Do physician social media guidelines need updating? | Social Media and Healthcare | Scoop.it

Three physicians are calling on organized medicine to change the standard industry guidelines on social media use that call on doctors to separate their personal and professional online personas.

 

Instead, they argue, guidelines should focus on what is appropriate to post.

Matthew DeCamp, MD, PhD, Thomas Koenig, MD, and Margaret Chisolm, MD, wrote a “Viewpoint” on the subject in the Aug. 14 issue of The Journal of the American Medical Association (link). They argue that it would be impossible from a technical standpoint to abide by current social media guidelines. In addition, they said, the guidelines are potentially harmful to physicians and patients. The physicians are ethics and psychiatry experts affiliated with the Johns Hopkins University School of Medicine in Baltimore. They held a live Twitter chat, with the hashtag #IDcrisis, on Aug. 16 to discuss their piece.

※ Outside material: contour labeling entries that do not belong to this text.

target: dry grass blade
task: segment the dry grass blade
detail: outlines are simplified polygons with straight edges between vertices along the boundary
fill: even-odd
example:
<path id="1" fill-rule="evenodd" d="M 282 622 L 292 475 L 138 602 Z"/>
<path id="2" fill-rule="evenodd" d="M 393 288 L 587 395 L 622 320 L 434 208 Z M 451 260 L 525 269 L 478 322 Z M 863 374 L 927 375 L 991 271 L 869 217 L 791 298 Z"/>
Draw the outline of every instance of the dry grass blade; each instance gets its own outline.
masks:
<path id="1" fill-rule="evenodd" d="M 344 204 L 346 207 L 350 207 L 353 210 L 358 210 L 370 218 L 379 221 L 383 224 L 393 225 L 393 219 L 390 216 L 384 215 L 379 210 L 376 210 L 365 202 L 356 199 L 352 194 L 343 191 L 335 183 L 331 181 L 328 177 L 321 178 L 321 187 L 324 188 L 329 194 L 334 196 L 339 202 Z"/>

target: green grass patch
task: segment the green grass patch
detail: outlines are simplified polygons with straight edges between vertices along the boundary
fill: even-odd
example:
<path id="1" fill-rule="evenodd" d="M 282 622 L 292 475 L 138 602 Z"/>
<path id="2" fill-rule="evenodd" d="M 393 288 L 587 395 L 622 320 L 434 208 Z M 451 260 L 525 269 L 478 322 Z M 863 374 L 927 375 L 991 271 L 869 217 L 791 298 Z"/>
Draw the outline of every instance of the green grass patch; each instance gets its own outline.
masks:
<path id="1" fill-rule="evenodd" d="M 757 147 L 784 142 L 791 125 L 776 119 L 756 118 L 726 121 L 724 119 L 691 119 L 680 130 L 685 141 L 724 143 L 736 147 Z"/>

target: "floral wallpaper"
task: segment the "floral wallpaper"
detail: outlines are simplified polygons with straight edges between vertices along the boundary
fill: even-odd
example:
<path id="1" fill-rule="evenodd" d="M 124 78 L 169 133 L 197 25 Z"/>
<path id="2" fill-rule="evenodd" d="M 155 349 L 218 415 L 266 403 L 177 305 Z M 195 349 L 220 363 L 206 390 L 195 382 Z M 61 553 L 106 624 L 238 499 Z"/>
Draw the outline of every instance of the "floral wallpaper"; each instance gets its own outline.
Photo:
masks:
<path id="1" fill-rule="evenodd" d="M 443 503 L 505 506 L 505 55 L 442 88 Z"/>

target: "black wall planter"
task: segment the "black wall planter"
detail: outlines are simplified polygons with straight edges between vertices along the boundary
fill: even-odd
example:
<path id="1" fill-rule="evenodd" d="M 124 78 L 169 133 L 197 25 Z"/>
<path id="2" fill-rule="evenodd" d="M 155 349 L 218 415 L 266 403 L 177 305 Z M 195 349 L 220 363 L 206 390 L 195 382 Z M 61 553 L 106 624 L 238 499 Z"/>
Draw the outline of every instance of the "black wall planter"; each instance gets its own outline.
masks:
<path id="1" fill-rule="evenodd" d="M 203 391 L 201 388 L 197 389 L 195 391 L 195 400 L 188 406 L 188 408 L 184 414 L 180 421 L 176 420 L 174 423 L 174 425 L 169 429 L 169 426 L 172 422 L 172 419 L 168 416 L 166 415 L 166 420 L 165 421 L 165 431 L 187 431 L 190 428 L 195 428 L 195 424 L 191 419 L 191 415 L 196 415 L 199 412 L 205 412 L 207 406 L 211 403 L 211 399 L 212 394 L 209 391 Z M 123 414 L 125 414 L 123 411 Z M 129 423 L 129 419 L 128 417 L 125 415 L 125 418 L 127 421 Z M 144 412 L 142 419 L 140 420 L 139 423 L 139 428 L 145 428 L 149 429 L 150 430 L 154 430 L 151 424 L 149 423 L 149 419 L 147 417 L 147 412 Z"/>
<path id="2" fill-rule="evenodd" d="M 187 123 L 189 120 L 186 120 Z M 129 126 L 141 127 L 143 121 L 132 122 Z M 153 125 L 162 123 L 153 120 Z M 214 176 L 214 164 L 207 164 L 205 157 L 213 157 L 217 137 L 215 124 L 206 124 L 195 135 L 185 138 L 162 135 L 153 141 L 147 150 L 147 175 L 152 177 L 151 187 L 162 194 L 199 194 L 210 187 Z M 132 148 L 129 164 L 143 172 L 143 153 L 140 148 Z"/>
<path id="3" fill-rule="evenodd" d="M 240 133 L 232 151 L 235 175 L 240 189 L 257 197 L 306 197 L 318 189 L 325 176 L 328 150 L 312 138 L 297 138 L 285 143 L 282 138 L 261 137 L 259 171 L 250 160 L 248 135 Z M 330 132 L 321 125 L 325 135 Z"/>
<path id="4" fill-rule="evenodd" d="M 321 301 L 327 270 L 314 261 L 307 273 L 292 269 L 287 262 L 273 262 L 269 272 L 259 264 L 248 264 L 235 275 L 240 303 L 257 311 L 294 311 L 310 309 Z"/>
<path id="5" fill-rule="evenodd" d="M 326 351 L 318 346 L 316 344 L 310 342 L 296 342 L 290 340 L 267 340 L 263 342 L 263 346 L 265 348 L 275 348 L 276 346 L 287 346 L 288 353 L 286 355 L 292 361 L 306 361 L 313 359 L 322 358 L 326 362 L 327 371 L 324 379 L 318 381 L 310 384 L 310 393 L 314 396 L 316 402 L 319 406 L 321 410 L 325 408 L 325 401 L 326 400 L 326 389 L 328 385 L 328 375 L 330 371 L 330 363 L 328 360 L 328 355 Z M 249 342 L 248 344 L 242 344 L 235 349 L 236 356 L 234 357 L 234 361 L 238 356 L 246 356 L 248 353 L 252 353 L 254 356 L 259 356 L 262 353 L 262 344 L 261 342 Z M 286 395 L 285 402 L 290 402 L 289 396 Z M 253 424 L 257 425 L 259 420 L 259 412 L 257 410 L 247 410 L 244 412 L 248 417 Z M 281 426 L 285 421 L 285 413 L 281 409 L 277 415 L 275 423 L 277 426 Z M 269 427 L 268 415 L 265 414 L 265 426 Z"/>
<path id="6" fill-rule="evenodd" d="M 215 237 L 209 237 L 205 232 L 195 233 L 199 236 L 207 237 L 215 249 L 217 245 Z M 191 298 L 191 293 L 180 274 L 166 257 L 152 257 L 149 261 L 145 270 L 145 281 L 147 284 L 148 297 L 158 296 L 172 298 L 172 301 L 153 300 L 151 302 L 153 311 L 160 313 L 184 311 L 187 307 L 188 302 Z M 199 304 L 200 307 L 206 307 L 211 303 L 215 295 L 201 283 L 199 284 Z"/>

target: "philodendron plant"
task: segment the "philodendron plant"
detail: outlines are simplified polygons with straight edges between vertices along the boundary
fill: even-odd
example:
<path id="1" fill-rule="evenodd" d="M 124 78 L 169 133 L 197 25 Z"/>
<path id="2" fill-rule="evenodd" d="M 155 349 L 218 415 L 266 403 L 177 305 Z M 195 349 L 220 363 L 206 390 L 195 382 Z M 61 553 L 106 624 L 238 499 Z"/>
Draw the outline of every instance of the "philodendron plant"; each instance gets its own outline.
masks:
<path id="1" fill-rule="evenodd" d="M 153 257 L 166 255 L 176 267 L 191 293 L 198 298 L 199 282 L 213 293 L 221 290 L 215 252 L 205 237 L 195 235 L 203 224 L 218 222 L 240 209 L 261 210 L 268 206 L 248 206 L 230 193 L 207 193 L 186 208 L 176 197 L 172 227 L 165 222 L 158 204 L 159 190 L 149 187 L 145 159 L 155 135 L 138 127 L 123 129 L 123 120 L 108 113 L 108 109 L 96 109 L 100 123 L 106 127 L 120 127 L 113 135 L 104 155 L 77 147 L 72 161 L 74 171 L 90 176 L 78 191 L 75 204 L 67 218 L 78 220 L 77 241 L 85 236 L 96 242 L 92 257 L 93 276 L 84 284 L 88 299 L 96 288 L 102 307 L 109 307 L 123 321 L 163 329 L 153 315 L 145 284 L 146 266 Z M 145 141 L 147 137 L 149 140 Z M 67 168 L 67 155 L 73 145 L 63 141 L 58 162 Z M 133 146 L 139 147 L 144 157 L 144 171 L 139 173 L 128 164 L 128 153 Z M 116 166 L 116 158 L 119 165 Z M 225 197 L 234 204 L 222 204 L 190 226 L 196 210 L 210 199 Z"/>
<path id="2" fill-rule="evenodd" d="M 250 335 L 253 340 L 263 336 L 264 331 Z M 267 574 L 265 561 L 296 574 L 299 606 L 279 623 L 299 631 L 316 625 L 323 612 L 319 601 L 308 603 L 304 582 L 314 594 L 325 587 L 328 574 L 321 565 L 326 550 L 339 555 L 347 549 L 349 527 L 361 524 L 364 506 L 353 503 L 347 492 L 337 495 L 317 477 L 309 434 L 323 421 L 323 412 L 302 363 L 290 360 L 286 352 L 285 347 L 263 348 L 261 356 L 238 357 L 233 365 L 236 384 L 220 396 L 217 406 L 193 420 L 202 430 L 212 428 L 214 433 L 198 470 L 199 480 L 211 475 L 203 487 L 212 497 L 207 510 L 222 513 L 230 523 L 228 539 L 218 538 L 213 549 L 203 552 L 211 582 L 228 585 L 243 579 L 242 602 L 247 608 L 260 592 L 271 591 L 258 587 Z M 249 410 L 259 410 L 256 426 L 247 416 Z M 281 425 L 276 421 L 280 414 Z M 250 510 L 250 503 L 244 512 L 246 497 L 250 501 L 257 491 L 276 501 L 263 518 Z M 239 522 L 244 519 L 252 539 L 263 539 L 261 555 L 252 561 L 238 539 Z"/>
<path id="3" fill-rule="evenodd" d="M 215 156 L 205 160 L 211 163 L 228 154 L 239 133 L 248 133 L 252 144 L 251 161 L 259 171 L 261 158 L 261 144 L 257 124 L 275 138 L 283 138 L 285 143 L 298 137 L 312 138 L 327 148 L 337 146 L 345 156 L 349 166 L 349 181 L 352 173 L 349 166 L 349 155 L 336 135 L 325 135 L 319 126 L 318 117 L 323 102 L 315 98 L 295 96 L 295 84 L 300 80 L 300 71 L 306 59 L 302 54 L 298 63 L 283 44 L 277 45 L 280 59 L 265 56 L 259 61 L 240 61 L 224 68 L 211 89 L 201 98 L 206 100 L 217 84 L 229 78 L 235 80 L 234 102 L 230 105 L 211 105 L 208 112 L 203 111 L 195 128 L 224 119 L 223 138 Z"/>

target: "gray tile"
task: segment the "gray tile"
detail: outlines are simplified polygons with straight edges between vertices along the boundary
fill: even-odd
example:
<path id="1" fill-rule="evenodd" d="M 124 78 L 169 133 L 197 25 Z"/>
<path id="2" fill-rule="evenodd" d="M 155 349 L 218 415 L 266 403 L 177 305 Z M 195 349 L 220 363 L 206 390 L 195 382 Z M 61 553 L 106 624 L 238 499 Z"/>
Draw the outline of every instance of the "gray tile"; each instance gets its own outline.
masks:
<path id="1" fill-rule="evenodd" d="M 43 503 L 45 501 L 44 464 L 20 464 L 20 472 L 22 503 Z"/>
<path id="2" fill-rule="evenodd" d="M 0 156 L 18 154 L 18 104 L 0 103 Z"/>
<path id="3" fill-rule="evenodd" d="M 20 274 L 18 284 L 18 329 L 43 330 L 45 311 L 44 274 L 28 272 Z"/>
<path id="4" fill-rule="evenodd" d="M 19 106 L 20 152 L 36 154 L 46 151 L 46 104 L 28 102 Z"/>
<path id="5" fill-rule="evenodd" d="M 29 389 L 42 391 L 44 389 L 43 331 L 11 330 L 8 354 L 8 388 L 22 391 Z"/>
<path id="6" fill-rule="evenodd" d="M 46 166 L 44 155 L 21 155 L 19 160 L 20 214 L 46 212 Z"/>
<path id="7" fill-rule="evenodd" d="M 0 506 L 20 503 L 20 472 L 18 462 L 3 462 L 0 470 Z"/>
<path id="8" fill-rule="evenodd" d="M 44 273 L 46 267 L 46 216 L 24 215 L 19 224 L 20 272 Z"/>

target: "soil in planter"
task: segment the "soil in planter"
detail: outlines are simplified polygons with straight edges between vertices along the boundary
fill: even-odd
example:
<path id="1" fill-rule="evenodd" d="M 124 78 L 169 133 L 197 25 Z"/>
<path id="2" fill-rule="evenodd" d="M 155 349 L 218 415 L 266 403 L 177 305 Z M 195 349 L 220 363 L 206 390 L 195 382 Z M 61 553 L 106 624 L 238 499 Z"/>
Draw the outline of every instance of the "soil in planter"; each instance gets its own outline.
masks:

“In ethics, ‘ought’ implies ‘can,’ meaning that an ethical claim is binding only if a person is actually able to carry out the required actions. Separation of identities online is operationally impossible,” the authors wrote. They argue that an online search for a social media page would connect both personal and professional pages. “Despite the increasing availability of paid services to monitor and control a person’s Web presence, no current technology exists to overcome fully this particular barrier.”

 

The separation of personal and professional personae was a recommendation first made by the American Medical Association in 2010. Other physician organizations followed suit with their own guidelines, each promoting the same personal-professional separation advice. In April, the American College of Physicians and the Federation of State Medical Boards released similar guidelines (link).

 

The authors of the JAMA article say the draw to social media for many physicians was the intentional blurring of boundaries between professional and personal identities.

 

“Professional identity constitutes and is constituted by personal identity, perhaps as one of the many ‘subidentities’ or roles individuals might have, such as a spouse, parent and so on. Separation therefore verges on nonsensical,” the doctors wrote. They also make the argument that separation may be harmful. Depersonalized online interactions could lead patients to believe the doctor is hiding something. They also could lead to a physician’s inability to normalize a difficult situation or express empathy.

 

What should be stressed?

 

Instead of focusing on professional and personal boundaries, physicians should zero in on the boundary between what is appropriate and what is not, the authors wrote.

 

“When a physician asks, ‘Should I post this on social media?’ the answer does not depend on whether the content is professional or personal but instead depends on whether it is appropriate for a physician in a public space,” the article said.

 

Social media should be incorporated into medical education and professionalism curriculum, they argued. “Absent this approach, the professional transgressions motivating guidelines will persist, and the potential benefits of social media will remain unrealized,” the authors concluded.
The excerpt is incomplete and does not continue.